Laut dem von M.H. geposteten Link sind es tatsächlich Cents/Zeile.
Interessant wäre es, mit wie viel Vergütung der Redakteur dieses schlecht recherchierten Flyers rechnen muß …
Natürlich Cent pro Zeile! Der Flyer ist nur als „Teaser“ gedacht, die ausführlichen Infos zu den Vergütungsregeln finden Sie unter http://bit.ly/d45KmS (ist auch gedruckt erhältlich)
Die Vergütungsregeln sind in Umsetzung des 2002 eingeführten gesetzlichen Anspruchs auf angemessene Vergütung vereinbart worden. Ohne diese ausführlich verhandelten Regeln bliebe ziemlich unklar, wie ein solcher Anspruch en detail aussehen müsste. Wie fast jeder gesetzliche Anspruch ist er aber nicht einfach mit der Verabschiedung einfach „da“, sondern muss eingefordert werden. Damit das nicht schief geht, rät der DJV dazu, nicht einfach „Briefe zu schreiben“, sondern diesen Anspruch gemeinsam mit dem DJV vor Ort einzufordern, siehe dazu auch den Flyer.

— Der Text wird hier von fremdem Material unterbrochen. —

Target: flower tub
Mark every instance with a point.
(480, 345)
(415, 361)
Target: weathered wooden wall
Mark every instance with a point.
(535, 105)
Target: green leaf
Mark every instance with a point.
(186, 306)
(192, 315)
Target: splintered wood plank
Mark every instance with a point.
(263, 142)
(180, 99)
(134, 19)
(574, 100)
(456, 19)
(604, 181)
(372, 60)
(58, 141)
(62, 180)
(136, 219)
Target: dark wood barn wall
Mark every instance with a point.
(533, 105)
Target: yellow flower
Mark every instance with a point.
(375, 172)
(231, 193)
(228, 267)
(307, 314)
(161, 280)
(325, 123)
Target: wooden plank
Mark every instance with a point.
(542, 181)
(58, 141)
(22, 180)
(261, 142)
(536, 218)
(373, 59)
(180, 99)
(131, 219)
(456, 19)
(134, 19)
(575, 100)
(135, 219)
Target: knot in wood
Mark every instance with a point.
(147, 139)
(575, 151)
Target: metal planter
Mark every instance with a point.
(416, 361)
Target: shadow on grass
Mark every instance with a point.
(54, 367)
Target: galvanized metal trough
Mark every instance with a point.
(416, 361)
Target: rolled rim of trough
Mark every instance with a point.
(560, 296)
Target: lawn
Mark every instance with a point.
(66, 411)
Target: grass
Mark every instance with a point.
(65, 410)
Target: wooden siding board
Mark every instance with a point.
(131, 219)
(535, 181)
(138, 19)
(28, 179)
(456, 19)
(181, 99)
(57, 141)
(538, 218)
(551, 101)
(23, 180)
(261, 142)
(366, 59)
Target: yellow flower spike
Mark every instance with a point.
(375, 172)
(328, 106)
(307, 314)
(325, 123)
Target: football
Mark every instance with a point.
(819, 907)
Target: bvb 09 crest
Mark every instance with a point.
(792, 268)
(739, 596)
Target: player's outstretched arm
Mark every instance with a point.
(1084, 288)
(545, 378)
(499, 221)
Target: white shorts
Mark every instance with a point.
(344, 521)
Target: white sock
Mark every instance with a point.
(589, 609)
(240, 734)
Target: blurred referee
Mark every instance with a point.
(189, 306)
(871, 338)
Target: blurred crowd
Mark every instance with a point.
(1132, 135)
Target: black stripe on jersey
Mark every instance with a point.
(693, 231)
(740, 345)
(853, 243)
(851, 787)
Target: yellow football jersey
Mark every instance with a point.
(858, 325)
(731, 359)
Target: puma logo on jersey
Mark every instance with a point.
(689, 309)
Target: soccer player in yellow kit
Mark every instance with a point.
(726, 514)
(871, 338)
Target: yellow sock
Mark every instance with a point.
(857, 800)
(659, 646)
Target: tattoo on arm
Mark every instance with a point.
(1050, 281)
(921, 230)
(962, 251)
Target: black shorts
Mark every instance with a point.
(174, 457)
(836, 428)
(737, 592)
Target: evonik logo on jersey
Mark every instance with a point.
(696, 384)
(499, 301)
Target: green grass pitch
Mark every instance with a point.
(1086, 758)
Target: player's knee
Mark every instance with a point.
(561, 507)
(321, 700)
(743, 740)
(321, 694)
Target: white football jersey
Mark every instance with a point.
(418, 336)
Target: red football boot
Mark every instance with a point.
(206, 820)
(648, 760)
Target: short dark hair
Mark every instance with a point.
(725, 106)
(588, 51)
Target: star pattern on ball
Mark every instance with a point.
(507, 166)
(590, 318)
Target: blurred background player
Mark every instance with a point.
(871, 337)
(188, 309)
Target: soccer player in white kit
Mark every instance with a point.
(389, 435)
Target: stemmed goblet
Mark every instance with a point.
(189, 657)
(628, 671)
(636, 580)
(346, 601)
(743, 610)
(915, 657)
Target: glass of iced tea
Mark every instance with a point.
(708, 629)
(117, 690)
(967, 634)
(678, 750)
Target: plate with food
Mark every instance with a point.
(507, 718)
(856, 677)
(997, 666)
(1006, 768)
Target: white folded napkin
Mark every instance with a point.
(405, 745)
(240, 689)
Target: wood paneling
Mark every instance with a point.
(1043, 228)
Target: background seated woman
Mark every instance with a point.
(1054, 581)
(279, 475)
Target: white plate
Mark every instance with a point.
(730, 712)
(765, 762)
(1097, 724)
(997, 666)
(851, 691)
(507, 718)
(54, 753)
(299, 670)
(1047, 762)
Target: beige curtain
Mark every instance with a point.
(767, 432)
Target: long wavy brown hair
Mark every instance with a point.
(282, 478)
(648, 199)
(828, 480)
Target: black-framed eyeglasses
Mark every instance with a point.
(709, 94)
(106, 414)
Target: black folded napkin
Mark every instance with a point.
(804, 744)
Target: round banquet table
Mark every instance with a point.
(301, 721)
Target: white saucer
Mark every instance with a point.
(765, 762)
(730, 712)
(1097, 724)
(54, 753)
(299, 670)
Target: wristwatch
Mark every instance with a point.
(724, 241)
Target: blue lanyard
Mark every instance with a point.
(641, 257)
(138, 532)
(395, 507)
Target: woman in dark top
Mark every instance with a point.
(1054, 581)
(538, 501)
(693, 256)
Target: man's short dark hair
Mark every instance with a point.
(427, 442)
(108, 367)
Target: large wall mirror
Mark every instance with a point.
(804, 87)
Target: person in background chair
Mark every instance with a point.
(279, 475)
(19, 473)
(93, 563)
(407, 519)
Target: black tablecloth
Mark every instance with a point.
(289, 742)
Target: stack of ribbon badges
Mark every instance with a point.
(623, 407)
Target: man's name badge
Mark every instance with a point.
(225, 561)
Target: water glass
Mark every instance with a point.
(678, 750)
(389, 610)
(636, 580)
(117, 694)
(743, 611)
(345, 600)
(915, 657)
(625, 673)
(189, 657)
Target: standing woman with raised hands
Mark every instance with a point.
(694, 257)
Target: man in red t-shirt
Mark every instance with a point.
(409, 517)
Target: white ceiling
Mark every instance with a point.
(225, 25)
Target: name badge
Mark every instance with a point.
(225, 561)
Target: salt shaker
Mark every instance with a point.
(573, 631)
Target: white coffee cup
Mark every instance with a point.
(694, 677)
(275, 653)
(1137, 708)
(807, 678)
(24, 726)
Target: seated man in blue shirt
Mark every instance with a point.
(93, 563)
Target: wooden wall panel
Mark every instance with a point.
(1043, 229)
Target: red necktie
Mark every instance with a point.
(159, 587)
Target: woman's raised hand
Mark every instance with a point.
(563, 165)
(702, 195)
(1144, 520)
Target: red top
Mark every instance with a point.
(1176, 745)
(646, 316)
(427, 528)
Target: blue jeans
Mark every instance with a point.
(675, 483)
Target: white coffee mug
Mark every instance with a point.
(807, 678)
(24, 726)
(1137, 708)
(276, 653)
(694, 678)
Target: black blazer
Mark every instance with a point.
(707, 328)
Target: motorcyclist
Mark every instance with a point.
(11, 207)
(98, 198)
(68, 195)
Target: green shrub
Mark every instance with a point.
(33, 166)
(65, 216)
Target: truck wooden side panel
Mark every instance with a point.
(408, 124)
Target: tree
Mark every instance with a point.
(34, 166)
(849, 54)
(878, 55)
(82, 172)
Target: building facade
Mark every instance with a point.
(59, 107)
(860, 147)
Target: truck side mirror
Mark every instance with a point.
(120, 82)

Selbstverständlich sind die Vergütungsregeln nicht dazu vereinbart worden, damit Anspruchssteller „kalt gestellt“ werden, und DJV-Aktive (und Kollegen von ver.di übrigens auch…) führen derzeit in vielen Häusern Gespräche darüber, dass und wie die Vereinbarungen umgesetzt werden sollen. Diese Regeln sind ja extra für die Freien über Jahre verhandelt worden, damit eine bessere Bezahlung Wirklichkeit wird. Wie man da im Posting von „M. Hirschlach“ auf die Idee kommt, der DJV „wolle es sich nicht mit den Verlegern verderben“, ja mei!
Auch für andere gesetzliche Ansprüche wie etwa den auf Elternteilzeit gilt, dass sie eingefordert werden müssen und nicht immer einfach durchgesetzt werden können. Deswegen gibt es auch in solchen Fällen Anlass für Beratung und abgestimmtes Vorgehen. Nicht anders ist es bei den Vergütungsregeln. Wir leben – auch wenn es wohl einige meinen – nicht in einem System, in dem irgendetwas freiherzig über den Tisch geschoben wird, sondern wo Ansprüche erhoben werden müssen, wo man/frau aufstehen muss, wenn man/frau was haben will. Gilt mittlerweile übrigens auch für angestellte Redakteure, da geht oft auch nichts mehr rein „automatisch“. Mit den Vergütungsregeln ist für die Geltendmachung der Ansprüche von Freien ein Rahmen geschaffen worden, dessen Umsetzbarkeit der Verlegerverband zugesagt hat. Der DJV geht selbstverständlich davon aus, dass Verträge zu halten sind, und macht das auch in allen laufenden Gesprächen nachdrücklich deutlich. Es wäre schön, wenn andere, statt zu meckern, sich ebenfalls für diese (möglicherweise sogar die eigenen…) Ansprüche stark machen würden.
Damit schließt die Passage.